Dr. Winston Roberts, Hadron Physics

Dr. Winston Roberts

Hadron Physics

Let us begin by examining the figure on the left that represents the 'spectrum' of the hydrogen atom. In this spectrum, each line represents a state or 'energy level' in which the hydrogen atom can exist, and the arrows indicate possible transitions between these energy levels. When a hydrogen in one energy level makes a transition to a lower energy level, it emits energy in the form of photons, and the wavelength (or color) of the emitted light is completely determined by the energy difference between the two levels. The spectrum of light shown below arises because the atom 'falls' from various higher states to the second lowest state. The lowest state is called the ground state.

Atomic physicists study the properties of atoms. This means that they seek to understand the observed spectra of atoms (such as the hydrogen spectrum discussed in the previous paragraph). They try to understand all aspects of this spectrum: where the energy levels are, how quickly do the transitions between different energy levels take place, and how all of this can be understood in the theory that describes the electromagnetic interaction, Quantum Electrodynamics or QED.

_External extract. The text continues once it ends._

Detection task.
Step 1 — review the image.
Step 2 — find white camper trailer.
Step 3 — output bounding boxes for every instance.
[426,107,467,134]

In some sense, hadron physicists try to do for hadrons what atomic physicists do for atoms. There are a number of similarities between the two fields, but some significant differences as well. Just as there can be many 'excited states' of an atom (an excited state is any state above the ground state), so, too, can there be many excited states of hadrons. The proton and neutron are the ground state, and there is a large family of excited nucleons. One can draw a spectrum of 'lines' representing the excited states of hadrons, but unlike the spectrum of hydrogen, or any other atom, this spectrum would not have a 'maximum' energy like the hydrogen spectrum, but the energies of the states would keep rising, perhaps forever. An example of what part of the spectrum of excited nucleons is expected to look like is shown on the right. Many more states are expected to exist at higher energy.

Just as in atoms, there can be transitions among the states in the hadron spectrum. Many of these transitions involve the emission of photons, just as with atoms. However, hadrons can also emit other hadrons in their transitions. For instance, many of the states in the nucleon spectrum shown would have transitions to the ground state nucleon with the emission of a meson, such as a pion (&pi) or eta (&eta), or even a rho (&rho), which is an excited version of the pion. In addition, in contrast with atoms, the time scale for many of these transitions is very short, so short that the existence of the excited hadrons can only be inferred. This complicates the task of hadron physicists.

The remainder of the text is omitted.